On 12 aug 2013, at 14:40, Peter Levart <peter.lev...@gmail.com> wrote:
On 08/12/2013 12:54 PM, Joel Borggren-Franck wrote:
- annotation (@interface) declarations can themselves be redefined (for example, defaults changed). Such redefinitions don't affect already initialized annotations. Default values are cached in AnnotationType which is not invalidated as a result of class redefinition. Maybe it should be. And even if AnnotationType was invalidated as a result of class redefinition, the defaults are looked-up when particular annotations are initialized and then combined with parsed values in a single values map inside each annotation instance (proxy), so invalidating AnnotationType would have no effect on those annotations.

3326                 if (annotations == null) { // lazy construction
3327                     annotations = new HashMap<>();
3328                 }

I think this should be a LinkedHashMap, so that iteration is predictable (I know it isn't in the current code). Also the size of the map is known
so you can use a constructor with an explicit initial capacity.
Right, AnnotationParser does return LinkedHashMap, so at least decalredAnnotations are in parse-order. I will change the code to use LinkedHashMap for inherited/combined case too.
Thanks.

The number of annotations that end-up in inherited/combined Map is not known in advance. I could make a separate pre-scan for superclass annotations that are @Inheritable and don't have the same key as any of declared annotations and then sum this count with declared annotations count, but I don't think this will be very effective.
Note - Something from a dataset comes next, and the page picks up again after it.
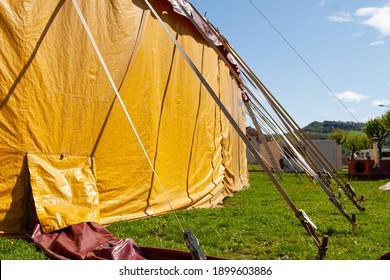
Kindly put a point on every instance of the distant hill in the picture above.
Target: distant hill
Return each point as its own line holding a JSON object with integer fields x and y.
{"x": 321, "y": 130}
I could allocate a large-enough Map to always fit (the count of superclass annotations + the count of declared annotations), but that could sometimes lead to much over-allocated Maps. I could take the min(DEFAULT_CAPACITY, superclass annotations count + declared annotations count) as the initial capacity for the Map. What do you think which of those 3 alternatives is the best?
My bad. I was thinking of the case where every inherited annotation was overridden, in that case annotations.size() == declaredAnnotations.size(). That is of course not generally true. I'm fine with handling this as a follow up since the situation is no worse than today and the surrounding code is better. However,

1) We should really measure this.
2) My gut feeling is that the ratio of not overridden inherited annotations to declared annotations is small IE the expected nr of annotations is much closer to declare annotations than to declared + superclass annotations. 3) The default initial capacity is 16 and load factor is 0.75. I do think the mean nr of annotations is closer to 3 than to 12. We are probably wasting some space here.

Perhaps use min(default cap, (total annotations/0.75 (+ 1?))) for now as that will make the situation no worse than today and often better?

Since this is a fairly significant rewrite I think it might be good to
make sure our tests exercise the new code. Can you run some kind of
coverage report on this?
I successfully ran the jdk_lang jtreg tests which contain several tests for annotations.
I'm a bit worried these tests doesn't cover annotations + class redefine. But I might be persuaded to have more extensive testing as a follow up as well.